In stanza 6 we’re reminded that:
¤ We all battle with sinful tendencies that disturb our spiritual rest in the Lord.
¤ Those committed to serving Christ seem most conscious of their unworthiness.

In stanza 7 we’re reminded that:
¤ Some carry the crippling burden of a shameful past.

Here are a dozen maladies–physical, mental-emotional, spiritual, social–that beset us all. But Henry Twells assures us (CH- 7 and 8) that the Lord Jesus was “in all points tempted as we are” and is able to sympathize with our weakness and our struggles. The invitation to the throne of grace leads him to pray for the mercy of a healing touch from the Saviour (cf. Heb. 4:14-16).
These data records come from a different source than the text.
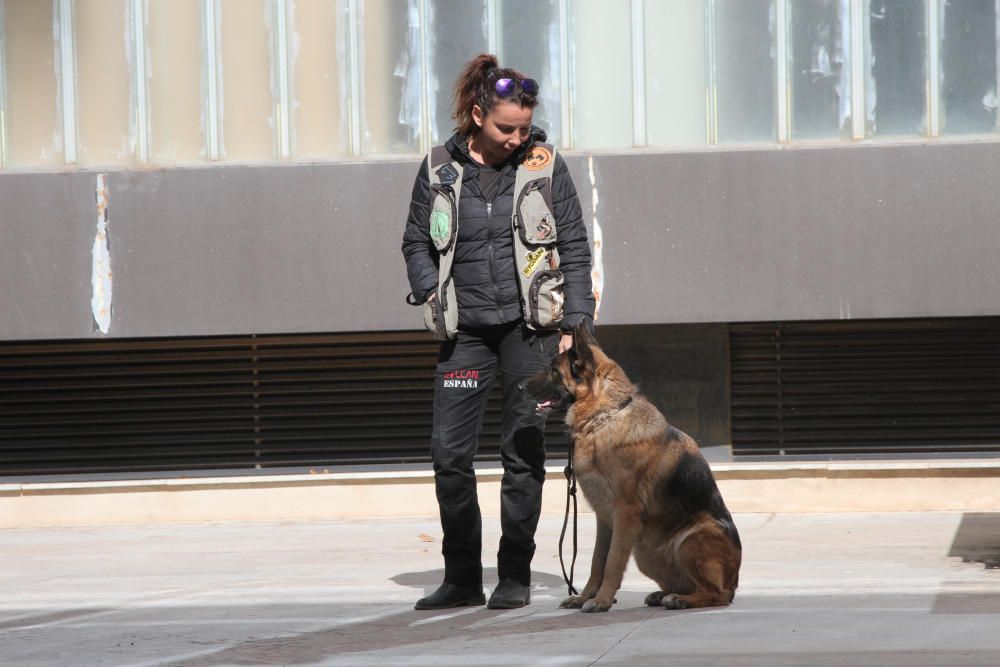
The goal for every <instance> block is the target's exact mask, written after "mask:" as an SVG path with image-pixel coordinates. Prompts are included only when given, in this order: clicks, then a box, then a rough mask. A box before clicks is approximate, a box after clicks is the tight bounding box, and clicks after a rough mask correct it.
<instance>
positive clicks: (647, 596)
mask: <svg viewBox="0 0 1000 667" xmlns="http://www.w3.org/2000/svg"><path fill="white" fill-rule="evenodd" d="M665 596H666V593H664V592H663V591H653V592H652V593H650V594H649V595H647V596H646V606H647V607H659V606H661V605H662V604H663V598H664V597H665Z"/></svg>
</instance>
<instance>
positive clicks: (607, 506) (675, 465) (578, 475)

CH-1) At even, ere the sun was set,
The sick, O Lord, around Thee lay;
O, in what divers pains they met!
O, with what joy they went away!

CH-2) Once more ’tis eventide, and we,
Oppressed with various ills, draw near;
What if Thy form we cannot see?
We know and feel that Thou art here.

CH-8) Thy touch has still its ancient power.
No word from Thee can fruitless fall;
Hear, in this solemn evening hour,
And in Thy mercy heal us all.

1) If you were able to add to this great hymn, what other challenges and difficulties would you include?

2) Is there someone dealing with one of the things listed that you could help and encourage this week?